[ExI] Avoiding bad black swan events

Dan dan_ust at yahoo.com
Sun Dec 23 23:41:40 UTC 2012

On Friday, December 14, 2012 12:56 PM Adrian Tymes <atymes at gmail.com> wrote:
> On Fri, Dec 14, 2012 at 2:05 AM, Rafal Smigrodzki <rafal.smigrodzki at gmail.com> wrote:
>> Those who think the US government will
>> help them in a Black Swan, rather than being the main cause
>> and focus of the event, are fooling themselves.
> That is overstating things, I think.  Look at, for instance,
> Hurricane Sandy.  The US government was not the main
> cause of the event, and it demonstrably helped many of
> those harmed by the unusual weather.
> (The exact level, and how much it should have done
> and/or should have been prepared, is debatable - but it
> wasn't the cause and it did help in many cases.)
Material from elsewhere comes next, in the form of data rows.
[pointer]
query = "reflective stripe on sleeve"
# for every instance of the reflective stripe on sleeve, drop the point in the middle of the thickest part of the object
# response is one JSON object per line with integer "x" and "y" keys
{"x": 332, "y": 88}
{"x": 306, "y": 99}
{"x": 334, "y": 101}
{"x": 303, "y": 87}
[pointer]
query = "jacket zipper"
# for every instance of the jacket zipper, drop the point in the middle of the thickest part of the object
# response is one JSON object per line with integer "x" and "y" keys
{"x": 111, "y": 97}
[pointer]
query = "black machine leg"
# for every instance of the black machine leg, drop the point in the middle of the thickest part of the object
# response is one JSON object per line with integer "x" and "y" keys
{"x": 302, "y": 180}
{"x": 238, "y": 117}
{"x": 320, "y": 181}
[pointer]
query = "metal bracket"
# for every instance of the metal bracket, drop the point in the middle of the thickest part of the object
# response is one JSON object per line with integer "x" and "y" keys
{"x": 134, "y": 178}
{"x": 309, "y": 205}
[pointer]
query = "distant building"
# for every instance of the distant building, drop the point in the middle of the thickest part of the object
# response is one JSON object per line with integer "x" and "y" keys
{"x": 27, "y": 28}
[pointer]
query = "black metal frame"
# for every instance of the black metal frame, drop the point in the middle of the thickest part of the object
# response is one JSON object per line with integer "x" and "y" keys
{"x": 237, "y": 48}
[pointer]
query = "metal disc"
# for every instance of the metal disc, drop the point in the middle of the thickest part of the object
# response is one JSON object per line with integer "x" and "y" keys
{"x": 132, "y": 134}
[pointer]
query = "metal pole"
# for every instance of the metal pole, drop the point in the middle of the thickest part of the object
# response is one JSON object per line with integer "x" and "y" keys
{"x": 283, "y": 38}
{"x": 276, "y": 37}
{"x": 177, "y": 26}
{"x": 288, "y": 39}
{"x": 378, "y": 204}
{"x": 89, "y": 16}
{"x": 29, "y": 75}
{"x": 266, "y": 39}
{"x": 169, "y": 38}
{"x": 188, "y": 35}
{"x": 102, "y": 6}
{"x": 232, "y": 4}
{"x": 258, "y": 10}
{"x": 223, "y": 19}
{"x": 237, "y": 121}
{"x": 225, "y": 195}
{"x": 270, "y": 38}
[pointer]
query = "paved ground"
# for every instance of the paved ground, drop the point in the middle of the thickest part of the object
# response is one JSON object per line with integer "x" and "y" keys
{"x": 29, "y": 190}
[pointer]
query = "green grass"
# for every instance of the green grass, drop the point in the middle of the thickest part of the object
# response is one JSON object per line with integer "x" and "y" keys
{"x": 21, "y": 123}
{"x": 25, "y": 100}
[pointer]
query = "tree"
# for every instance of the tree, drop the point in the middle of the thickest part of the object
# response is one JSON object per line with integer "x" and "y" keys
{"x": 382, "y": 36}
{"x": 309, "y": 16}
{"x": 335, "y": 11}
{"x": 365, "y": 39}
The "Black Swan" event isn't really Hurricane Sandy here. Storms of this sort are rare, but anyone with long term attitude would see that they happen every several decades. A true black swan would be more like an unknown unknown, where crunching data beforehand and looking at history is unlikely to be a good guide to what might happen.

And Taleb, in his recent book, doesn't really talk so much about how to forecast such black swans. Instead, he seems, in my understanding, to think the enterprise of forecasting them is dubious and likely to make one overconfident. And he seems, again, in my understanding, to counsel making people, things, and institutions more "anti-fragile" not so much because we know the likelihood of a black swan but because we don't and fragile things are guaranteed to break given enough time. (To be sure, anti-fragile things will break too, they just usually take longer and they don't require every tiny shock to be avoided. Think of how, for instance, if you hot box a plant rather than growing it outside. Now, there might be good reasons to do this, but it's likely that any small change in the plant's environment is likely to "break" it. The outdoor plant, facing ups and downs of temperature, moisture, light, etc. is likely to not be broken by any little shock. A
 big enough shock, of course, will still do it in.)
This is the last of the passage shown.